Wizard Vicuna 13B GGML

Property	Value
Author	TheBloke
License	Other
Base Model	June Lee's Wizard Vicuna 13B
Format	GGML (CPU+GPU inference)

What is wizard-vicuna-13B-GGML?

Wizard Vicuna 13B GGML is a quantized version of June Lee's Wizard Vicuna model, specifically optimized for CPU and GPU inference using llama.cpp. It comes in multiple quantization levels ranging from 2-bit to 8-bit, offering different trade-offs between model size, memory usage, and inference speed.

Implementation Details

The model is available in various quantization formats, including both original llama.cpp methods (q4_0, q4_1, q5_0, q5_1, q8_0) and new k-quant methods (q2_K, q3_K_S, q3_K_M, q3_K_L, q4_K_S, q4_K_M, q5_K_S, q6_K).

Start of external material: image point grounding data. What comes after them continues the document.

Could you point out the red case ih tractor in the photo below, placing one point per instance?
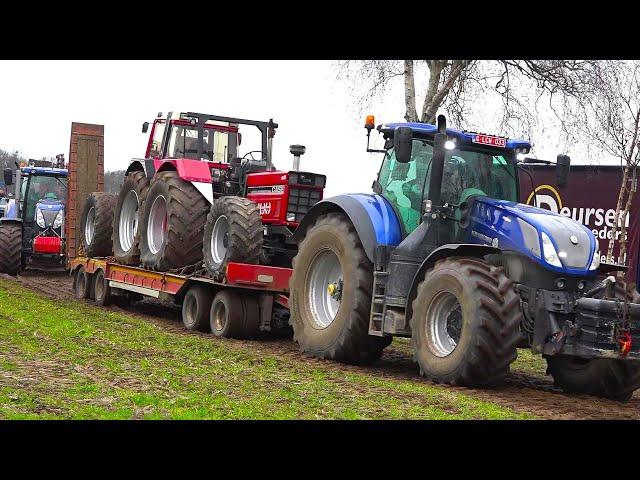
(192, 198)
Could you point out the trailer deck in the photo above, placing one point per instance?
(255, 295)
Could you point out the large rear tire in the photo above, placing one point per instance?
(97, 224)
(126, 217)
(10, 248)
(233, 233)
(465, 323)
(331, 288)
(601, 377)
(172, 223)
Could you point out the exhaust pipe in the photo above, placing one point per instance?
(297, 151)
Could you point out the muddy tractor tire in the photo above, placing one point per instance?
(172, 223)
(233, 233)
(465, 323)
(331, 288)
(96, 226)
(126, 217)
(82, 282)
(601, 377)
(10, 248)
(234, 315)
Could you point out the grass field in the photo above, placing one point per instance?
(71, 360)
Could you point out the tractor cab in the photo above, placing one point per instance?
(474, 164)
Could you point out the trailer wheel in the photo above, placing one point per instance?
(97, 224)
(10, 248)
(126, 216)
(101, 289)
(195, 308)
(601, 377)
(233, 233)
(465, 323)
(331, 291)
(172, 223)
(82, 284)
(234, 315)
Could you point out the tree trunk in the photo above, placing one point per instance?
(625, 214)
(623, 188)
(411, 114)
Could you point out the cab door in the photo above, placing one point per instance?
(403, 184)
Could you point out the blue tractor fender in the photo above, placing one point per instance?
(11, 212)
(372, 216)
(445, 251)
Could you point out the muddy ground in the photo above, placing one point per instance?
(522, 392)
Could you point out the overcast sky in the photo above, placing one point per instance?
(40, 99)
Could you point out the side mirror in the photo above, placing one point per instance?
(563, 164)
(402, 144)
(8, 176)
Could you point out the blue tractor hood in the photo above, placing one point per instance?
(525, 229)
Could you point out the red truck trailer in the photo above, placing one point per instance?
(589, 197)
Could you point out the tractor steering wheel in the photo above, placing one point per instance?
(244, 157)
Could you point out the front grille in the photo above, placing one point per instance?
(301, 200)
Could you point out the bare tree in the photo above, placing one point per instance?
(611, 119)
(454, 85)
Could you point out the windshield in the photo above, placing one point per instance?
(183, 143)
(477, 173)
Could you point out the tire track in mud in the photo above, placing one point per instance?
(522, 392)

Model sizes range from 5.43GB (q2_K) to 13.83GB (q8_0), with corresponding RAM requirements.

Supports multiple inference frameworks including text-generation-webui, KoboldCpp, and llama-cpp-python
Offers GPU layer offloading for reduced RAM usage
Compatible with latest llama.cpp developments

Core Capabilities

Efficient CPU+GPU inference with various memory/performance trade-offs
Multiple quantization options for different use-cases
Support for context window of 2048 tokens
Integration with popular inference frameworks

Frequently Asked Questions

Q: What makes this model unique?

This model stands out for its variety of quantization options, allowing users to choose the optimal balance between model size, memory usage, and inference speed for their specific hardware setup.

Q: What are the recommended use cases?

The model is ideal for users who need to run large language models on consumer hardware, particularly those with limited GPU memory or those who prefer CPU inference. The different quantization options make it versatile for various hardware configurations.